Pandas Read CSV Tutorial: How to Read and Write

This Pandas tutorial will show you, by examples, how to use Pandas read_csv() method to import data from .csv files. In the first section, we will go through how to read a CSV file, how to read specific columns from a CSV, and how to combine multiple CSV files into one dataframe. Finally, we will learn how to convert data according to specific datatypes (e.g., using Pandas read_csv dtypes parameter). In the last section, we will look at how to use Pandas to write CSV files. That is, we will learn how to export dataframes to CSV files.

How to Read CSV File in Python Pandas

Pandas Read CSV from a URL Examples
- Example 1: Read CSV from a URL
- Example 2: Read CSV from a URL with index_col
Pandas Read CSV usecols
- Pandas Read CSV Example: Specifying Columns to Import
Pandas Import CSV files and Remove Unnamed Column
- How to Drop a Column from Pandas dataframe
Pandas Read CSV and Missing Values
Reading a CSV file and Skipping Rows
- Pandas read_csv skiprows example:
How to Read Certain Rows using Pandas
Pandas read_csv dtype
Load Multiple Files to a Dataframe
- Example 1: Reading Multiple CSV Files using os fnmatch
- Example 2: Reading Multiple CSV Files using glob
How to Write CSV files in Pandas
- Saving Pandas Dataframe to CSV
- How to Write Multiple Dataframes to one CSV file
Conclusion

Naturally, Pandas can be used to import data from a range of different file types. For instance, Excel (xlsx), and JSON files can be read into Pandas dataframes. Learn more about importing data in Pandas:

Pandas Excel Tutorial: How to Read and Write Excel Files

Pandas Read & Write JSON Tutorial

How to Read CSV File in Python Pandas

In this section, we are going to learn how to read CSV files from the hard drive. Here is how to read a CSV file from your computer:

df = pd.read_csv('amis.csv')
df.head()Code language: Python (python)

If we are interested in reading files, in general, using Python we can use the open() method. This way, we can read many file formats (e.g., .txt) in Python.

Additionally, we can use the index_col argument to make a column index in the Pandas dataframe. Finally, the data can be downloaded here but in the following examples, we are going to use Pandas read_csv to load data from a URL.

Pandas Read CSV from a URL Examples

Can we import a CSV file from a URL using Pandas? Yes, and in this section, we will learn how to read a CSV file in Python using Pandas, just like in the previous example. However, in the following read_csv example, we will read the same dataset, but this time from a URL. It is straightforward: we just put the URL as the first parameter. Here are three simple steps that will help us read a CSV from a URL:

Again, we need to import Pandas
Create a string variable with the URL
Now use Pandas read_csv together with the URL (see example below)

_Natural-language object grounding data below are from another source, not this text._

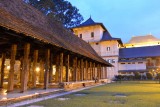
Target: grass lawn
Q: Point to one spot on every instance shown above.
(138, 94)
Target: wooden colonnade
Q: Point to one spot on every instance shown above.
(77, 68)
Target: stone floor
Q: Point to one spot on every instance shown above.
(16, 96)
(30, 101)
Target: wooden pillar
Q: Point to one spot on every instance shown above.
(98, 73)
(75, 69)
(105, 72)
(11, 71)
(61, 68)
(51, 69)
(82, 70)
(78, 71)
(47, 64)
(100, 69)
(86, 73)
(41, 76)
(67, 68)
(94, 74)
(2, 69)
(91, 71)
(25, 68)
(35, 56)
(57, 68)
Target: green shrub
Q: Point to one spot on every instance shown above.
(158, 77)
(137, 75)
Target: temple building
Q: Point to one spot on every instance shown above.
(37, 52)
(140, 54)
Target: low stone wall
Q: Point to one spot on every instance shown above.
(80, 84)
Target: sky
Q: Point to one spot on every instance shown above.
(123, 18)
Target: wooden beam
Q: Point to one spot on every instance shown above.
(46, 74)
(25, 69)
(2, 69)
(11, 72)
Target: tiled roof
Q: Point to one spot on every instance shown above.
(90, 22)
(23, 18)
(107, 37)
(123, 71)
(141, 39)
(149, 51)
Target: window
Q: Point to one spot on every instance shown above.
(113, 61)
(80, 35)
(140, 62)
(92, 34)
(108, 48)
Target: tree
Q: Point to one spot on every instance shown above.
(137, 75)
(60, 10)
(158, 77)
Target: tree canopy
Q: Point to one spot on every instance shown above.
(60, 10)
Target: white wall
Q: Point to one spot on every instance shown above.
(86, 33)
(112, 71)
(114, 49)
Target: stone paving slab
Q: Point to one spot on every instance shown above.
(30, 101)
(16, 96)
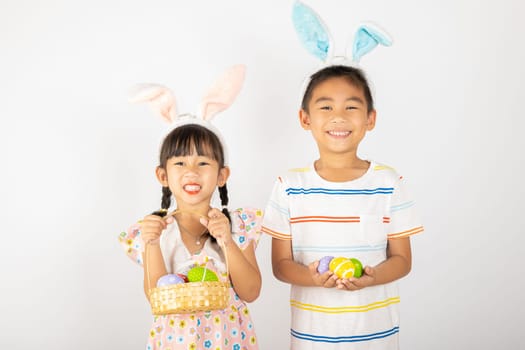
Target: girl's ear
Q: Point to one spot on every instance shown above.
(371, 120)
(162, 176)
(223, 92)
(313, 33)
(224, 174)
(367, 37)
(304, 119)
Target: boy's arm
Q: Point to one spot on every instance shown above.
(397, 264)
(287, 270)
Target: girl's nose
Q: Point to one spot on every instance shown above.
(191, 171)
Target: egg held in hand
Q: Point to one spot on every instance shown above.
(344, 267)
(324, 264)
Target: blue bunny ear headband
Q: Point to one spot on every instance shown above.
(316, 39)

Example 1: Read CSV from a URL

In the example code below, we follow the three easy steps to import a CSV file into a Pandas dataframe:

import pandas as pd

# String with URL:
url_csv = 'https://vincentarelbundock.github.io/Rdatasets/csv/boot/amis.csv'
# First example to read csv from URL
df = pd.read_csv(url_csv)
df.head()Code language: Python (python)

In the image above, we can see that we get a column named ‘Unnamed: 0’. Furthermore, it contains numbers. Thus, when using Pandas, we can use this column as the index column. We are doing precisely this in the following code example: we will use Pandas read_csv and the index_col parameter.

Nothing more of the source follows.